Ferris Wheel at Sugar Mountain
Last night we came home about 8:30 pm from the butcher after having left 23 hours earlier. It’s a long trip. In the summer the trip is longer because we drive during the night so the pigs are not exposed to the stress of the heat of the summer sun during transport.
We gets to the butcher in the cool of the early morning hours. Fortunately we did sleep a few hours after arriving and before making the long trek back. With things that need to happen down there she doesn’t get to head north until about mid-afternoon. It’s a full day’s work. We look forward to eventually having on-farm slaughter which will eliminate this big weekly trip. Less stress for the animals and less stress for us.
Happy Summer Solstice – the longest day (light) of the year!
Outdoors: 74°F/55°F Sunny
Tiny Cottage: 68°F/65°F
Daily Spark: Sometimes the left hand doesn’t know what the left hand is doing.

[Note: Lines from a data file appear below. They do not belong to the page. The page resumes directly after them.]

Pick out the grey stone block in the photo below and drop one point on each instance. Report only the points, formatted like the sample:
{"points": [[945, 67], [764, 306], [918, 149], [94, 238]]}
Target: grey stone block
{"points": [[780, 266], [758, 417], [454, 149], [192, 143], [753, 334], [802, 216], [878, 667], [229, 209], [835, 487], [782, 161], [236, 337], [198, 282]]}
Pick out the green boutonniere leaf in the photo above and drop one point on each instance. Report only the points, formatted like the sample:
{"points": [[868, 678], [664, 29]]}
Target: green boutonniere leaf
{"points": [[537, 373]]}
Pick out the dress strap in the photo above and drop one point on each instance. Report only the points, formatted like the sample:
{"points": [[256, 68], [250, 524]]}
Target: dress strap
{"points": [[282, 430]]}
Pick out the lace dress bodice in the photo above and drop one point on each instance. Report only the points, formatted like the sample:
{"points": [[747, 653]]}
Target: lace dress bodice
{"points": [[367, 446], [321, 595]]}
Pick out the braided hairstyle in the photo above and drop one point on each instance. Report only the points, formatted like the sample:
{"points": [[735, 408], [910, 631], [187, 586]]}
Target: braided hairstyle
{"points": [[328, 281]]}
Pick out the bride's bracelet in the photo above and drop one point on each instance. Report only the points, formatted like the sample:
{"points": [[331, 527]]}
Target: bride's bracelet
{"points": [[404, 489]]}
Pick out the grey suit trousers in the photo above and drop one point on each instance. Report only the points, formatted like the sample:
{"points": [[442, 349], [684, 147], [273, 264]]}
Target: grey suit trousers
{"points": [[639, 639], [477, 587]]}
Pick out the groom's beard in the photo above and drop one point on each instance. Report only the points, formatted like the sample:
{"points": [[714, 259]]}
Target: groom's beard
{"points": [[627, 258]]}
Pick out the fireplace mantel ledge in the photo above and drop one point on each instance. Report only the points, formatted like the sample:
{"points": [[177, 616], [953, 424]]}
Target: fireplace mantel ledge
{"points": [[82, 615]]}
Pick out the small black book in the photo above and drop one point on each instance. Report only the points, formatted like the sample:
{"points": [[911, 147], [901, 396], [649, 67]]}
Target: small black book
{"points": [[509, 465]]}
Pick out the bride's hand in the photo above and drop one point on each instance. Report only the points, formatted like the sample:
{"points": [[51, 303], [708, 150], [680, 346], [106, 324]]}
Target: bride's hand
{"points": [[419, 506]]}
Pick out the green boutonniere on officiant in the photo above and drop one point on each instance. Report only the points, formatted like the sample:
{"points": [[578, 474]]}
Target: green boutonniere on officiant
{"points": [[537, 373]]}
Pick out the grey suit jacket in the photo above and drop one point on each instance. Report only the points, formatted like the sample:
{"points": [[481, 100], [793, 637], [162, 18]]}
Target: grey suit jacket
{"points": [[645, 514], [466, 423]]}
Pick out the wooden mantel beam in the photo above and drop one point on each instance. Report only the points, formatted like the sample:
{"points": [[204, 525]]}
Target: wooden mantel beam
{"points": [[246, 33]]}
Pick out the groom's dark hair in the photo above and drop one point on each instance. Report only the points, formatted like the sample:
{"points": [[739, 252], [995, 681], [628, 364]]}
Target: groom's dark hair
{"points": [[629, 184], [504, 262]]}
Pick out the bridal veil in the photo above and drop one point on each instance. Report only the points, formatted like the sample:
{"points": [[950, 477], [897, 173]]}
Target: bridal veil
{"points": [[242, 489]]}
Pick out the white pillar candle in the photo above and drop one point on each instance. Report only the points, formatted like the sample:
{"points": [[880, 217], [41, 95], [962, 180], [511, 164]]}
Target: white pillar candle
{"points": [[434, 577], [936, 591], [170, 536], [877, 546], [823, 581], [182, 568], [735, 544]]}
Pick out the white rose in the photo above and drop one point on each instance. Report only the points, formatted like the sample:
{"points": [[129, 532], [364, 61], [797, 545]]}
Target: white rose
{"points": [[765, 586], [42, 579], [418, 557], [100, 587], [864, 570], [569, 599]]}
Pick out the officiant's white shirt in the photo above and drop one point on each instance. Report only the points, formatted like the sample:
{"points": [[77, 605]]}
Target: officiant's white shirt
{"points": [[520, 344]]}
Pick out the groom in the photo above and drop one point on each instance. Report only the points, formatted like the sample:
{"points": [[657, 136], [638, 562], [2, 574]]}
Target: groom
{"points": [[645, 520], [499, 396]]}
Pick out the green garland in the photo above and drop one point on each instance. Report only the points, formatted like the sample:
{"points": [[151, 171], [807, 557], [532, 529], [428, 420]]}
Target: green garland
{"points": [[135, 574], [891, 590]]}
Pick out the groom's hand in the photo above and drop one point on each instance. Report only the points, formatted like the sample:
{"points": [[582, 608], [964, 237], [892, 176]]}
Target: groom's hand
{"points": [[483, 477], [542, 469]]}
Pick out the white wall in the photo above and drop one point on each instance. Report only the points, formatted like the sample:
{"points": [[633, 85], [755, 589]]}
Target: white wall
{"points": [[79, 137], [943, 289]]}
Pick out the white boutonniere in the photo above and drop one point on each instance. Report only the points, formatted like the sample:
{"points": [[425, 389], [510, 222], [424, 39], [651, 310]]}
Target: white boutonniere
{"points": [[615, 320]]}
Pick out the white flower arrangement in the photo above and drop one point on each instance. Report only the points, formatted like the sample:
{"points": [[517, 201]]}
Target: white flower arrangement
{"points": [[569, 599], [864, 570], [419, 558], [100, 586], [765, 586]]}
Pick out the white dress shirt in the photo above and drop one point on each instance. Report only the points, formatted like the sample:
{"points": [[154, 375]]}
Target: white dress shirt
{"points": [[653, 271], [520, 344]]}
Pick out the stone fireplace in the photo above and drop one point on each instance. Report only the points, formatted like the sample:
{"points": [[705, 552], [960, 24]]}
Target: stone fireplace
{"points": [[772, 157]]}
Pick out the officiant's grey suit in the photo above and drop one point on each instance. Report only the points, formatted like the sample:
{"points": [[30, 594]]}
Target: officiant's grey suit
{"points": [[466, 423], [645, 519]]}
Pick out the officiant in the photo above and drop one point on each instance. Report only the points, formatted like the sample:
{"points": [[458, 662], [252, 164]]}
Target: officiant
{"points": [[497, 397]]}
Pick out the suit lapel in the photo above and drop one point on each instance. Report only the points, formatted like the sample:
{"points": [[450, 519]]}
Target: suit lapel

Thats a long hard trip. I’m glad you got home safely.
You all work very hard and deserve all that you have gained from your hard work. I find your family’s industry inspiring!
Where does she take them?
Adams Family Farm Slaughterhouse in Mass. It’s about a 300 mile trip but worth the distance as they do the best of all the many slaughterhouses we’ve worked with in the New England area. They have a Temple Grandin designed setup, will dry age hang for a week which we like, do linked sausage and smoking. They’re wonderful people to work with. If they were next door we probably wouldn’t build our own butcher shop – they’re that good.
Walter —
Somewhere you have a photo of your ‘hay’ after delivery. It is wrapped in white plastic.
So …. question ….. is it hay or balage? Normally I think that hay that is wrapped is wrapped in black plastic. Balage is great and we feed lots of it to our sheep but if it’s not used up fairly quickly it gets moldy …… bad for sheep but maybe not for pigs.
Thanks for all that you do.
Peter
Here is a search pattern to some pictures of hay. I’ve never seen it wrapped in black plastic.
Balage is generally what corn stalks are called wrapped fairly wet. Haylage is generally fairly wet wrapped hay. In both cases they are plastic wrapped like the hay we get. What we buy is actually drier than haylage – we get it around 15% to 30% moisture content. It has a sweet slightly alcohol smell to it, has fermented slightly which helps to preserve it and is leafy rather than stalky.
I find that the terms are used rather loosely. This makes it hard to order hay sight unseen from a new sources. For this reason I like to buy from the same farmers year after year – I know what they produce and they know what I’m looking for. With a new source I try a few bales, then more before ordering a lot.
I love the photo of the ”ferres wheel” with the blue blue sky. It would make a great poster. You have a lot of beautiful photos.